Wednesday, March 16, 2005

An Padraig La!

Tomorrow is St. Patrick’s Day, ostensibly a celebration of one of Ireland’s patron saints. Actually, Ireland has three patron saints; along with Patrick there is Bridgid (or Bride) and Columbcille (or Columba). Just exactly why Ireland needs three patron saints is anyone’s guess. Patrick gets top billing largely because he is credited with converting the Irish to Christianity, although there was already a small community there when he arrived in 432 AD.

The holiday itself has more or less degenerated into nothing more than a drunken fraternity bash with little or no acknowledgement of its origins or its significance in Ireland or the United States (largely a protest against Anglo-Saxon protestant ascendancy and discrimination). Even why the date March 17th is used is a fact that few, if any, of the revelers take into account in their green-tinged debauchery (it is the anniversary of the old boy’s death.) In the not so distant past – my grandparent’s day – it was customary to wear black and a sprig of shamrocks. It was also a day they would have attended mass as it was, and still is, a holy day of obligation in Ireland and until as recently as the late 1970’s, pubs were closed in Ireland on March 17th.
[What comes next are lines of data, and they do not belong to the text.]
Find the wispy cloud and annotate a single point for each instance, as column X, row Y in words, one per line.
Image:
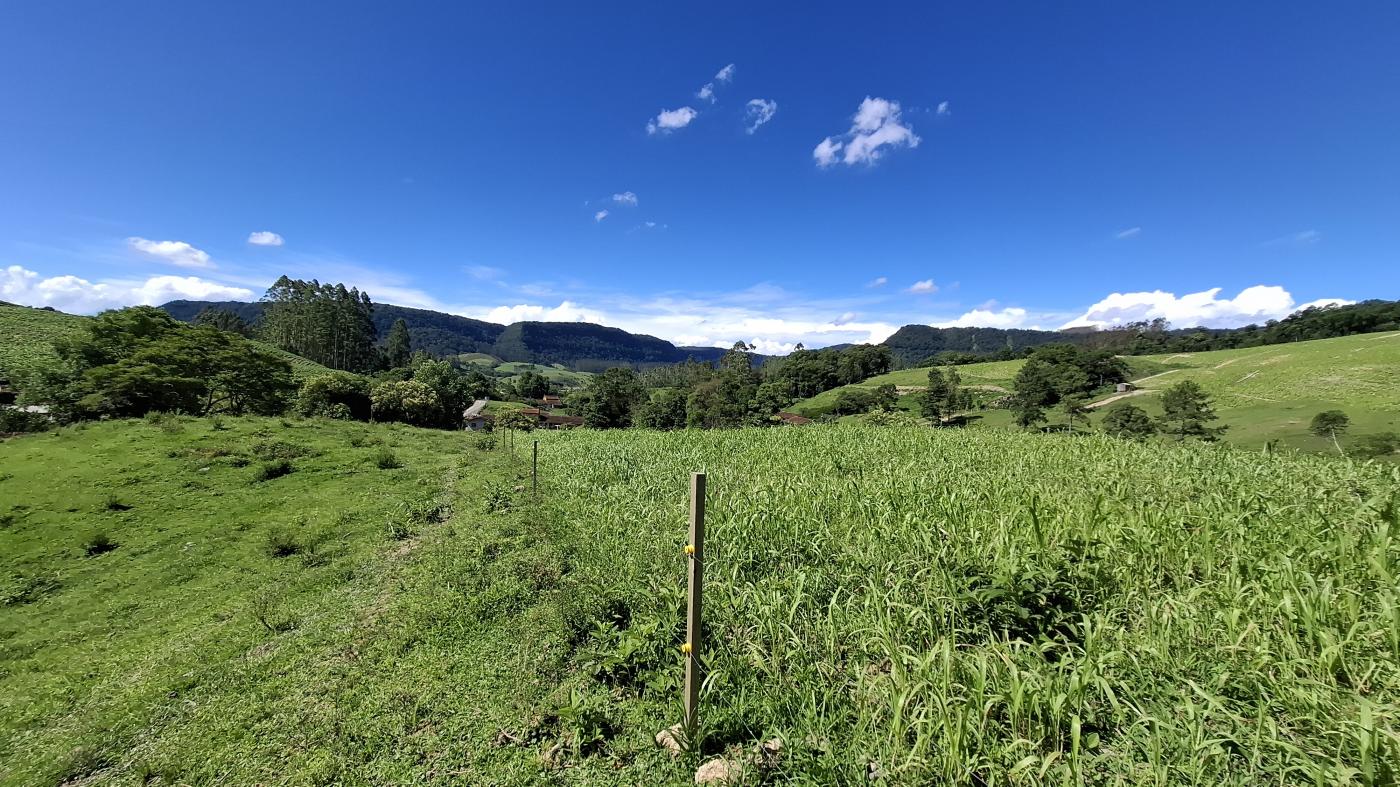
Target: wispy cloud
column 265, row 238
column 1305, row 238
column 706, row 91
column 81, row 296
column 174, row 252
column 875, row 129
column 756, row 112
column 1207, row 308
column 671, row 119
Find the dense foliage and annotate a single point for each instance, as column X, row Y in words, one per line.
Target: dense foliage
column 324, row 322
column 137, row 360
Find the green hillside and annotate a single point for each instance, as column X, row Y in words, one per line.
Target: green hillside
column 920, row 605
column 1262, row 394
column 27, row 338
column 30, row 333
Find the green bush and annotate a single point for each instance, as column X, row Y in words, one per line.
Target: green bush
column 385, row 460
column 98, row 544
column 273, row 469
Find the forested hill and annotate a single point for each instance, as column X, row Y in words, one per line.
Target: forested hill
column 580, row 345
column 917, row 345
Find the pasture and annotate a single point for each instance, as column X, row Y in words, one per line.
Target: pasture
column 914, row 605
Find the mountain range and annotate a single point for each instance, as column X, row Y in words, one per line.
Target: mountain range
column 584, row 346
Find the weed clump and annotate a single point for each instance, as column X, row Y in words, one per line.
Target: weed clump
column 98, row 544
column 385, row 460
column 114, row 503
column 275, row 469
column 282, row 542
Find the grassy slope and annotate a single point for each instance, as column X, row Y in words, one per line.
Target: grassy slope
column 27, row 338
column 1260, row 392
column 1217, row 595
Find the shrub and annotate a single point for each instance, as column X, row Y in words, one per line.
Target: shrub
column 266, row 609
column 282, row 542
column 114, row 503
column 338, row 395
column 98, row 544
column 385, row 460
column 269, row 471
column 279, row 450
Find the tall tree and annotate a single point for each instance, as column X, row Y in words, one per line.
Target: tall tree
column 1187, row 412
column 399, row 345
column 322, row 322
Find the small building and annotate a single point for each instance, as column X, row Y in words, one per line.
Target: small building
column 560, row 422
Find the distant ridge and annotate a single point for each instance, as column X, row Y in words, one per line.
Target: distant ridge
column 578, row 345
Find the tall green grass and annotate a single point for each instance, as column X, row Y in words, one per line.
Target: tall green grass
column 977, row 608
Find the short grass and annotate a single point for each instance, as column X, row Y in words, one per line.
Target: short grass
column 1262, row 394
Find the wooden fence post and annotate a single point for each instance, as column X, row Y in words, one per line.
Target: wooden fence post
column 695, row 590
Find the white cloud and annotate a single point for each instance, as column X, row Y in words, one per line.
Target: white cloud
column 984, row 317
column 566, row 311
column 671, row 119
column 174, row 252
column 756, row 112
column 1305, row 238
column 80, row 296
column 875, row 128
column 1253, row 304
column 265, row 238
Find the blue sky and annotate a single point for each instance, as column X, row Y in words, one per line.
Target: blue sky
column 998, row 164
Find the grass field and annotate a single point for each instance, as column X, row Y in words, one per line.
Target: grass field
column 1263, row 394
column 930, row 607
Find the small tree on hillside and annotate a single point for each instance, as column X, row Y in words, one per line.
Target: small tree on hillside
column 1186, row 412
column 1074, row 405
column 1330, row 423
column 399, row 345
column 933, row 405
column 1129, row 422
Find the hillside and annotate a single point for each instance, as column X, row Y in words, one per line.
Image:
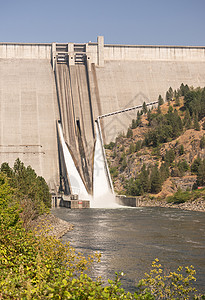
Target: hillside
column 163, row 149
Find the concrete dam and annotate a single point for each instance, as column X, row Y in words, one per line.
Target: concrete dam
column 52, row 94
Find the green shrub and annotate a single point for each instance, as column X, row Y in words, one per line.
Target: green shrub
column 179, row 197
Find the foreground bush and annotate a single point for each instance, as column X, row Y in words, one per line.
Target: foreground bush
column 41, row 267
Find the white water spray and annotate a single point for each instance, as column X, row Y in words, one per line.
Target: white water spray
column 76, row 184
column 103, row 197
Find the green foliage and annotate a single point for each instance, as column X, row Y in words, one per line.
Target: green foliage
column 196, row 123
column 164, row 128
column 156, row 181
column 187, row 120
column 195, row 166
column 194, row 101
column 27, row 185
column 179, row 197
column 177, row 102
column 160, row 100
column 148, row 180
column 132, row 148
column 169, row 94
column 110, row 146
column 144, row 108
column 201, row 174
column 138, row 145
column 42, row 267
column 202, row 142
column 169, row 156
column 181, row 150
column 172, row 285
column 183, row 90
column 129, row 133
column 114, row 172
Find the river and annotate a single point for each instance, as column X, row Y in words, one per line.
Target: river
column 129, row 239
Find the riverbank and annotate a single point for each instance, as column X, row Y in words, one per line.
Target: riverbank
column 51, row 225
column 195, row 205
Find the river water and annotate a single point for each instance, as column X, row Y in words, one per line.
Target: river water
column 129, row 239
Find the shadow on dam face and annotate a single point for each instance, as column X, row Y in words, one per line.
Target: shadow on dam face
column 89, row 80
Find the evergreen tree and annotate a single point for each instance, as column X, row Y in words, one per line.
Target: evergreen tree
column 187, row 120
column 201, row 174
column 181, row 150
column 156, row 182
column 144, row 108
column 177, row 102
column 160, row 100
column 144, row 179
column 196, row 123
column 195, row 166
column 202, row 142
column 129, row 133
column 164, row 171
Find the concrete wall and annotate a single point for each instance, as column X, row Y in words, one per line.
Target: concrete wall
column 121, row 76
column 28, row 112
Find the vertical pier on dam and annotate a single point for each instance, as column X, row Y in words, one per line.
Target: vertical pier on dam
column 44, row 86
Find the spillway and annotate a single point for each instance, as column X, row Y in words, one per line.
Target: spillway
column 75, row 181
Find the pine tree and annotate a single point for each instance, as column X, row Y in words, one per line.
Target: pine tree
column 160, row 100
column 187, row 120
column 201, row 174
column 144, row 108
column 129, row 133
column 196, row 123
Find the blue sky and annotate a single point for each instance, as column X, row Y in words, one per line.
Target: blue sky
column 157, row 22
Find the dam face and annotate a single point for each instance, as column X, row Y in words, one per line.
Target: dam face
column 44, row 84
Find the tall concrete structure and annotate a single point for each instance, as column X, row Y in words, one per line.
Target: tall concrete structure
column 41, row 84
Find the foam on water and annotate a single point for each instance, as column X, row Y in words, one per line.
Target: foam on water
column 76, row 184
column 102, row 194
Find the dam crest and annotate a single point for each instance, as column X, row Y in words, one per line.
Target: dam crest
column 61, row 89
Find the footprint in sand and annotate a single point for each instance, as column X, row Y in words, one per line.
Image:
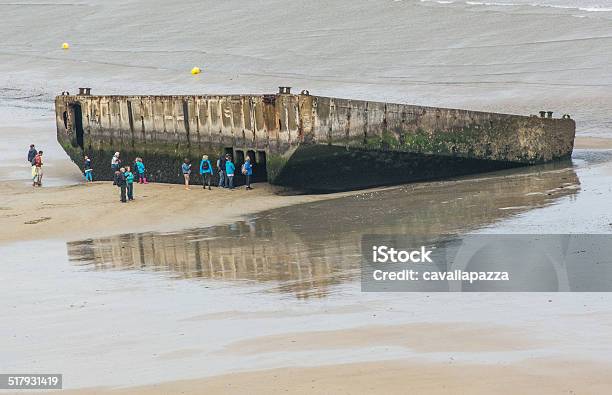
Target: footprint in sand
column 37, row 221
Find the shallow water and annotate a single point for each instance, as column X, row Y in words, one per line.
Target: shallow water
column 308, row 249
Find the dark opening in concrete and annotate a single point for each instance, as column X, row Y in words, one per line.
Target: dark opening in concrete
column 239, row 160
column 78, row 123
column 260, row 173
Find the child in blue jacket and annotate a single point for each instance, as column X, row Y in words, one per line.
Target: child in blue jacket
column 206, row 171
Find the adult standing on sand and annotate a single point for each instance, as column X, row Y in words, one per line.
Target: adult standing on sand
column 205, row 171
column 37, row 179
column 229, row 170
column 186, row 169
column 115, row 163
column 221, row 170
column 31, row 154
column 87, row 170
column 129, row 180
column 121, row 182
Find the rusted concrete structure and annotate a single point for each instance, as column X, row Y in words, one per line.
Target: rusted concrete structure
column 306, row 142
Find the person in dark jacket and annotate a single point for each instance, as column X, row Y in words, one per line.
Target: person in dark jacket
column 221, row 171
column 229, row 171
column 87, row 170
column 120, row 181
column 247, row 170
column 205, row 171
column 186, row 169
column 129, row 181
column 31, row 154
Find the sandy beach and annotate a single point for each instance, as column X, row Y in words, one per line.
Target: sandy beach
column 68, row 212
column 259, row 291
column 396, row 377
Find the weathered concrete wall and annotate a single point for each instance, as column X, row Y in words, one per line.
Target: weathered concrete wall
column 441, row 131
column 273, row 128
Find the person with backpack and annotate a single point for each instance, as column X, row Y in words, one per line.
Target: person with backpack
column 37, row 177
column 140, row 169
column 115, row 164
column 221, row 170
column 121, row 183
column 31, row 154
column 87, row 170
column 247, row 170
column 229, row 171
column 186, row 169
column 129, row 181
column 205, row 171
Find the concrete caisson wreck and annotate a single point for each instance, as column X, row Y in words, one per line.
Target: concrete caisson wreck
column 308, row 143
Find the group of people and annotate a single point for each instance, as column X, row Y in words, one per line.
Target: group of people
column 35, row 160
column 124, row 177
column 226, row 171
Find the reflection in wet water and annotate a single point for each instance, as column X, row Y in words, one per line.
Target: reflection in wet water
column 306, row 249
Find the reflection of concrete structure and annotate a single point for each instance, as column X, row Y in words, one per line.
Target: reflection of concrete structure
column 307, row 248
column 303, row 141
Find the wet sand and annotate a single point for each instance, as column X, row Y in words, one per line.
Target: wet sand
column 93, row 210
column 398, row 377
column 143, row 314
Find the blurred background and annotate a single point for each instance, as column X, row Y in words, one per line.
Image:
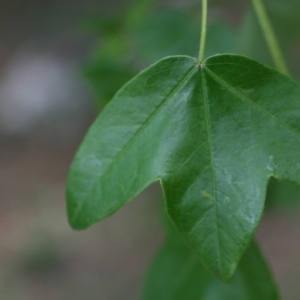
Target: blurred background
column 60, row 63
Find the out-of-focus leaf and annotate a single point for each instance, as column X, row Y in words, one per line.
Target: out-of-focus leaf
column 177, row 274
column 109, row 24
column 106, row 75
column 282, row 195
column 167, row 32
column 284, row 16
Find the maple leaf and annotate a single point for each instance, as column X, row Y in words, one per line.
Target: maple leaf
column 212, row 133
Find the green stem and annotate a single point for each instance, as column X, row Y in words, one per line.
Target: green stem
column 270, row 37
column 203, row 30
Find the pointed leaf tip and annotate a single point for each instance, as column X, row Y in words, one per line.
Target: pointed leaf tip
column 213, row 135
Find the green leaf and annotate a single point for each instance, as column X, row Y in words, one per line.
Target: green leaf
column 212, row 134
column 176, row 274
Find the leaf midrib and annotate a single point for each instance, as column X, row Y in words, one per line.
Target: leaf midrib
column 209, row 138
column 132, row 139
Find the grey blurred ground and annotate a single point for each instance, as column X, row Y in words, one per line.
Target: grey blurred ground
column 44, row 112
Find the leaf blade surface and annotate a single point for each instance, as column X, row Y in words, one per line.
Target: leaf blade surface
column 212, row 133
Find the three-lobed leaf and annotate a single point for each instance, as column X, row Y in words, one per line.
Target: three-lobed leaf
column 212, row 133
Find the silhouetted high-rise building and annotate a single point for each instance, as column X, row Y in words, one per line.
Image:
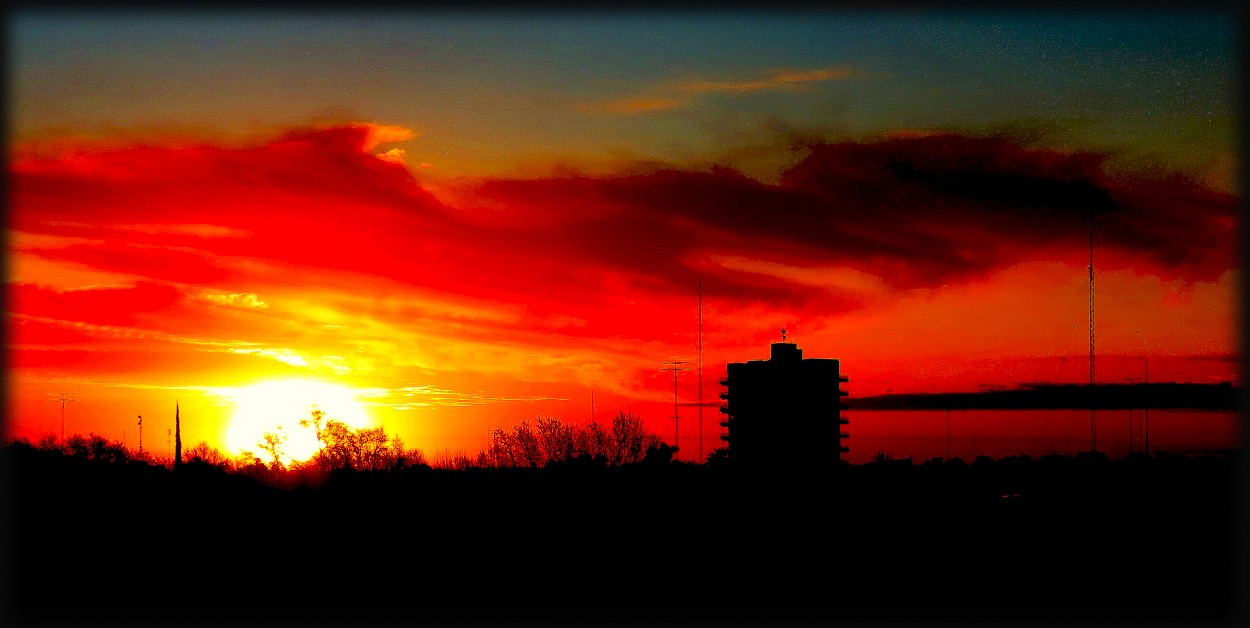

Two things of late have really irritated me about St. Patrick’s Day:

1.) The incorrect use of the diminutive in regards to Patrick’s name. A generation or two ago it would have been thought vulgar and disrespectful to use the diminutive at all, but I’ve noticed recently, they don’t even use the right one. In an advertisement for an “Irish” bar downtown calling itself McFadden’s, it listed its “St. Patty’s Day” activities. Even the most ignorant gobshite should know that there is no St. Patricia. The correct form would be “Paddy”. This derives from the Irish language form of the name Patrick – Padraig. The diminutive or “knick-name” would be Paidín (lit. “Little Patrick”) and would be anglicized as “Paddy”. I would hardly be inclined to patronize a bar that didn’t know the difference.


2.) The use of four-leaf clovers instead of the trifoil shamrock. Without going into a botanical discussion of the preference of Trifolium dubiumas opposed to Trifolium repens, let it suffice to say that for purposes of things relating to St. Patrick, it should be the three leafed variety that is used. The reason? According to legend, Patrick used the shamrock to explain the Holy Trinity to the heathen Irish. Even Protestants and pagans should know this.

I suppose it is inevitable that any tradition in America is bound to be corrupted by corporate greed in the same manner as Christmas and Easter. Still, it is disheartening, even to a godless infidel such as myself, that the holiday should be stripped of its cultural content and reduced to a grubby occasion to sell trinkets and Budweiser.